Kompetensi 6 Menteri Baru Jokowi Oke, Moral dan Integritas Perlu Diuji

Rabu, 23 Desember 2020 - 07:05 WIB
loading...
Kompetensi 6 Menteri Baru Jokowi Oke, Moral dan Integritas Perlu Diuji
Meskipun kompetensinya diakui, enam menteri baru Jokowi perlu diuji lagi dalam aspek moralitas dan integritas. Foto/dok.setpres
A A A
JAKARTA - Presiden Jokowi akhirnya melakukan reshuffle kabinet yang pertama di periode kedua pemerintahannya. Enam menteri baru yang hari ini akan dilantik adalah Tri Rismaharini (Menteri Sosial), Sandiaga Salahuddin Uno (Menteri Pariwisata dan Ekonomi Kreatif), Budi Gunadi Sadikin (Menteri Kesehatan), Yaqut Cholil Qoumas (Menteri Agama), Wahyu Sakti Trenggono (Menteri Kelautan dan Perikanan) dan M Lutfi (Menteri Perdagangan).

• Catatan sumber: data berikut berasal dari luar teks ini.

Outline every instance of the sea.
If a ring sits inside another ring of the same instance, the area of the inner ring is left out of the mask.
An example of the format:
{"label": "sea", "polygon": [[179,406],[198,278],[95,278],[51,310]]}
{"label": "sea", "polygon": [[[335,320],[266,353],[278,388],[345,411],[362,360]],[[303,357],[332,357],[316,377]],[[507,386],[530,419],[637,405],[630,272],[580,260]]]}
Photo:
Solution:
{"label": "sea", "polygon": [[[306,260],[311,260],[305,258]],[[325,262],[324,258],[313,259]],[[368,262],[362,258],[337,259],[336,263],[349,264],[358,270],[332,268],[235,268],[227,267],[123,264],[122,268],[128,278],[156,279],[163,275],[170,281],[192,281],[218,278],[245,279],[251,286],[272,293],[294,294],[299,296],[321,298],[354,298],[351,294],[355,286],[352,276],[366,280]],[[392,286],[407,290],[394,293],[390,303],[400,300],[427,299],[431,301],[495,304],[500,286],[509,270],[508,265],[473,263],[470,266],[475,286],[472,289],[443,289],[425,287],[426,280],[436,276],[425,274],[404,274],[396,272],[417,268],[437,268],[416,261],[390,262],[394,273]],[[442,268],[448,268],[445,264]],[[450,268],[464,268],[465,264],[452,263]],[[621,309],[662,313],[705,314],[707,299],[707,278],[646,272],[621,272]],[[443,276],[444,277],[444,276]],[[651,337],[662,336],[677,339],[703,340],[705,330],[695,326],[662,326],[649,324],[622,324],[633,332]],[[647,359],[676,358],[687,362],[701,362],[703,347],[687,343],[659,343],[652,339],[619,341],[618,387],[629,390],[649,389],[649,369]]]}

Direktur Eksekutif Indonesian Public Institute (IPI) Karyono Wibowo menilai tidak banyak yang meragukan kemampuan keenam menteri baru itu jika dilihat dari aspek kompetensi. Namun menurutnya, aspek yang juga tak kalah penting adalah integritas dan moralitas.

“Tidak ada persyaratan khusus soal latar belakang profesi untuk menjadi menteri, sejauh memiliki integritas, moralitas, kapabilitas dan kompetensi serta memenuhi persyaratan sebagaimana diatur dalam peraturan perundang-undangan,” jelas Karyono melalui pernyataan tertulisnya kepada SINDOnews, Selasa (22/12/2020).

(Baca: Enam Menteri Baru Dilantik Jokowi Hari Ini, Undangan Dibatasi)

Tiga figur menteri yaitu M Lutfi, Sandiaga Uno dan Wahyu Sakti Trenggono dikenal sebagai pengusaha besar yang sukses dalam menjalankan bisnis. Ketiga figur menteri baru tersebut memiliki kesamaan latar belakang sebagai pengusaha dan sama-sama memiliki pengalaman di pemerintahan.

Berikutnya adalah Tri Rismaharini. Rekam jejak Wali Kota Surabaya dua periode itu telah dikenal publik sebagai figur pemimpin yang tegas, berani dan cukup prestasi. Pelbagai terobosan kebijakan mampu membawa kemajuan Kota Surabaya.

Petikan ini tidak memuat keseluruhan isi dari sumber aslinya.